The “Protecting Americans From Foreign Adversary Controlled Applications Act” was approved as part of a larger appropriations bill that provides aid to Ukraine, Israel, and Taiwan. It passed in a 79-18 vote. Biden last night issued a statement saying he will sign the appropriations bill into law “as soon as it reaches my desk.” He signed the bill into law today, the White House announced.

The bill classifies TikTok as a “foreign adversary controlled application” and gives the Chinese company ByteDance 270 days to sell it to another entity. Biden can extend the deadline by up to 90 days if a sale is in progress.
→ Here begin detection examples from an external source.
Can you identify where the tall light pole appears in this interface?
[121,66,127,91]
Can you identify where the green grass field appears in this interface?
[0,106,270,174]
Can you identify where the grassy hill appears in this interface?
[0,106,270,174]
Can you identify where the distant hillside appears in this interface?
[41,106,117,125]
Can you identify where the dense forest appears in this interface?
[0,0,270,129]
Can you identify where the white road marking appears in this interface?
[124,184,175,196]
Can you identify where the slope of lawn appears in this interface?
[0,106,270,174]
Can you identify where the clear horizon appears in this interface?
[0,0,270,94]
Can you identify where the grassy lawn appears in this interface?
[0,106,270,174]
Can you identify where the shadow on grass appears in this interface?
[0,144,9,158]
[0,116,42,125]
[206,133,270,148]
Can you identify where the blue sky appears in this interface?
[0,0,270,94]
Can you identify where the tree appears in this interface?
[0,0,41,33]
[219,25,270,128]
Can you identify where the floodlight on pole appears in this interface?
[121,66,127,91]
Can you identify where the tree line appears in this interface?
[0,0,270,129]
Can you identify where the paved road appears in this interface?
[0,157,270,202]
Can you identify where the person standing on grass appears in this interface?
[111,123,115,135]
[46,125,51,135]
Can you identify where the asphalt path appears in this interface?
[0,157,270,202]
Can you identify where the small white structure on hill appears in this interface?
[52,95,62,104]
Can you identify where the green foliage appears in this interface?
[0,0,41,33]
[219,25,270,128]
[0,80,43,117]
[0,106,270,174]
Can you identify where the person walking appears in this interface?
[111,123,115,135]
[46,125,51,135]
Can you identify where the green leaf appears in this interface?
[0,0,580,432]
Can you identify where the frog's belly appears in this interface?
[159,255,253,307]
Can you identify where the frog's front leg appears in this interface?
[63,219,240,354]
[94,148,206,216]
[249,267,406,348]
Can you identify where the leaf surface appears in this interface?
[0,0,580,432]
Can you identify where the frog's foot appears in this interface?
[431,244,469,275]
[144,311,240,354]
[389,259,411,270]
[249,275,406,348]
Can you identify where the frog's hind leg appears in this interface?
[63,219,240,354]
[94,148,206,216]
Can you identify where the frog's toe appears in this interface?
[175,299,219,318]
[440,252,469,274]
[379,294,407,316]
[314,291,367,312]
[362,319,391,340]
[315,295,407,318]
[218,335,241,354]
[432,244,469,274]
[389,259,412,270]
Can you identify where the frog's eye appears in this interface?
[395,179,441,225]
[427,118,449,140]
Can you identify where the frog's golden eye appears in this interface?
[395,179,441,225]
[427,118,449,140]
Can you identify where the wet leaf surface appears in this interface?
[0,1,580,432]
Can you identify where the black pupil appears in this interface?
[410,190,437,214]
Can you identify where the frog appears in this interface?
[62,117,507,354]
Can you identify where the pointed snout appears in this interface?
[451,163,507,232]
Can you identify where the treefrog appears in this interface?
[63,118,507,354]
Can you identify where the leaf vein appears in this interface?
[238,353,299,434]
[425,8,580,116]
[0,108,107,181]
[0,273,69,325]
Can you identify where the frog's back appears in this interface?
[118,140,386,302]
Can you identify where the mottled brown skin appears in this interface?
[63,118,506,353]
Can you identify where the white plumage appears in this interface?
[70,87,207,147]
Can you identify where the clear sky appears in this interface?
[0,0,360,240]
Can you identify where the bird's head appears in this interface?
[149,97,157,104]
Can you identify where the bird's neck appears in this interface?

TikTok would maintain access to the US market if the president determines that the divestiture “would result in the relevant foreign adversary controlled application no longer being controlled by a foreign adversary.” The same divestiture-or-sale requirement would apply to other applications subsequently designated as being controlled by foreign adversaries.

If ByteDance doesn’t sell TikTok, app stores in the US would have to drop the app, and Internet hosting services would be prohibited from providing services that enable distribution of TikTok in the US. Companies that violate the prohibition would have to pay civil penalties.

…ByteDance has said it will file a lawsuit in an attempt to block the law. “This legislation is a clear violation of the First Amendment rights of TikTok’s 170 million American users,” Michael Beckerman, TikTok’s public policy head in the US, reportedly told staff in a memo after the House vote on Saturday. “We’ll continue to fight… This is the beginning, not the end of this long process.”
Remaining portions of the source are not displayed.